Le Gouvernement rejette l’initiative sur l’alimentation
Le Conseil d’Etat recommande de voter non à l’initiative sur l’alimentation le 27 septembre. Il la juge trop contraignante.

Le Conseil d’Etat fribourgeois rejette l’initiative fédérale sur l’alimentation. Le texte sera soumis au peuple suisse le 27 septembre prochain.
Le gouvernement dit partager ses objectifs de sécurité alimentaire et de durabilité. Il soutient aussi la volonté de protéger l’eau potable. Mais il estime que les mesures proposées ne tiennent pas assez compte du terrain.
L’élevage sous pression
L’initiative veut renforcer la production indigène durable et les aliments végétaux. Elle vise également une eau potable propre. Pour le Conseil d’Etat, son acceptation fragiliserait certaines filières importantes à Fribourg.
Selon le Gouvernement, certaines exploitations devraient revoir entièrement leur orientation. Des familles et des savoir-faire fribourgeois seraient ainsi mis sous pression.
Des contraintes jugées trop fortes
Le Conseil d’Etat estime également que l’initiative nécessiterait de fortes interventions de l’Etat. Celles-ci toucheraient la production agricole, mais aussi les habitudes de consommation.
Selon le gouvernement, les coûts augmenteraient et les exploitations subiraient des charges supplémentaires. Il craint également une diminution de la liberté de choix des consommateurs.
Que demande l’initiative?
L’initiative veut réduire la dépendance alimentaire de la Suisse envers l’étranger. Elle demande qu’au moins 70% des aliments consommés soient produits dans le pays. Pour y parvenir, elle prévoit davantage d’aliments végétaux et moins de production d’origine animale.

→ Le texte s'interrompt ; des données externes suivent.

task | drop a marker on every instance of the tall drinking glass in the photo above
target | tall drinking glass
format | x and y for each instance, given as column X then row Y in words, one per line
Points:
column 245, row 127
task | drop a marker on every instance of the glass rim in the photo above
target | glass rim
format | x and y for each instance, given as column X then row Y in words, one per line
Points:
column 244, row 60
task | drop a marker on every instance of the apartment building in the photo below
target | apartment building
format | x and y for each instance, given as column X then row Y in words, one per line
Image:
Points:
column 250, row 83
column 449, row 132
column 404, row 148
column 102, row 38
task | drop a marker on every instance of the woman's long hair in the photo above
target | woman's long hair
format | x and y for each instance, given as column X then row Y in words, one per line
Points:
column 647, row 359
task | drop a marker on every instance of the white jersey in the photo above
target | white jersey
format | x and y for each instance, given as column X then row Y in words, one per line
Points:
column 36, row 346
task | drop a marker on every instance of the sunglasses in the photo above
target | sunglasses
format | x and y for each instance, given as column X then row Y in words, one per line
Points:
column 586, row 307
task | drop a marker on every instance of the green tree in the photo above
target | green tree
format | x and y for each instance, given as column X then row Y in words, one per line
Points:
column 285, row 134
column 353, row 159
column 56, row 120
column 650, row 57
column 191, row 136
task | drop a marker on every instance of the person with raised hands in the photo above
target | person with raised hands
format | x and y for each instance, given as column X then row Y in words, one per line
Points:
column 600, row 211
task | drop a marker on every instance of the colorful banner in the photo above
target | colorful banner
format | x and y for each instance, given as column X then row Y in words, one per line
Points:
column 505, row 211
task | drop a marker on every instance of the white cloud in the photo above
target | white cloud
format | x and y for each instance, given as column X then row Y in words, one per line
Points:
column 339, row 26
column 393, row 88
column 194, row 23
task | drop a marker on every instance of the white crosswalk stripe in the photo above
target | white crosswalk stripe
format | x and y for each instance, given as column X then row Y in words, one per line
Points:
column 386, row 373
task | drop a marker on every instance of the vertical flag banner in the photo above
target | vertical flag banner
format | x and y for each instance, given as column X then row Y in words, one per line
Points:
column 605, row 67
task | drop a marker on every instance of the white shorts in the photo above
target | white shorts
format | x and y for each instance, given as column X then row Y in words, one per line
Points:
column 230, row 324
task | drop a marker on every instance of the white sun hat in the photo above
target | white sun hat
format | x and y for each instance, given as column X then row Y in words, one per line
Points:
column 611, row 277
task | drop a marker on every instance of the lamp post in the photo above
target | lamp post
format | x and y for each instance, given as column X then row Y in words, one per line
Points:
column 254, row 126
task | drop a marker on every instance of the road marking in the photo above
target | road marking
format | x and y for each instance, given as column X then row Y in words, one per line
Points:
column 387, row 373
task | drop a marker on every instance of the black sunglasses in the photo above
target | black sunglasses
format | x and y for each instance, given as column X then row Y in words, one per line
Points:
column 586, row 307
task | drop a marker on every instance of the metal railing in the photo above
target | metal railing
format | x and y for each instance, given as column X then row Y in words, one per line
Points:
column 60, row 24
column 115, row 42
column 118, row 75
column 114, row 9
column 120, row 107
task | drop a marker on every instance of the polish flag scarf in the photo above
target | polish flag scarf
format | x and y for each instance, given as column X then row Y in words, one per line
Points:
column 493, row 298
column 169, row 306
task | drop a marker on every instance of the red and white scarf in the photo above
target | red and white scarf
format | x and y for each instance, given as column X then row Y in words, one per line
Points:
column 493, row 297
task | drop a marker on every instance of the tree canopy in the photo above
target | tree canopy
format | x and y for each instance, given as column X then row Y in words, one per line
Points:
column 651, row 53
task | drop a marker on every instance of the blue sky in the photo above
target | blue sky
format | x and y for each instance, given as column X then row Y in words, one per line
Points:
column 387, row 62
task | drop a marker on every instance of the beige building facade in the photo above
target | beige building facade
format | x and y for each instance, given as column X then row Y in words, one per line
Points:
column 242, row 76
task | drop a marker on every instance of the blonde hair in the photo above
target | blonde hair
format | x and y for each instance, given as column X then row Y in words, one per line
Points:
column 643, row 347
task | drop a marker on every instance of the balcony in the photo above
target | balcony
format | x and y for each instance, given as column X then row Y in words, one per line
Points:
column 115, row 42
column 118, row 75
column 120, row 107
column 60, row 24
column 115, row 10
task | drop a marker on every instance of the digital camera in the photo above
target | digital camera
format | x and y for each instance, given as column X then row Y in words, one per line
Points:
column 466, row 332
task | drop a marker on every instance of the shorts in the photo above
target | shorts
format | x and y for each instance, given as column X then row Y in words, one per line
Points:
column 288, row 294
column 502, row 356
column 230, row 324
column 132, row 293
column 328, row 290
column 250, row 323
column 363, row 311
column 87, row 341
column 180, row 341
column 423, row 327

Elle veut aussi réduire l’utilisation de produits phytosanitaires et d’engrais. L’objectif est de mieux protéger l’eau potable, les sols et la biodiversité. Ces objectifs devraient être atteints dans les dix ans suivant une éventuelle acceptation.
Le Conseil fédéral, le Parlement et le Conseil d’Etat fribourgeois recommandent de le rejeter. Les Vert-e-s sont le seul grand parti à accepter ce texte.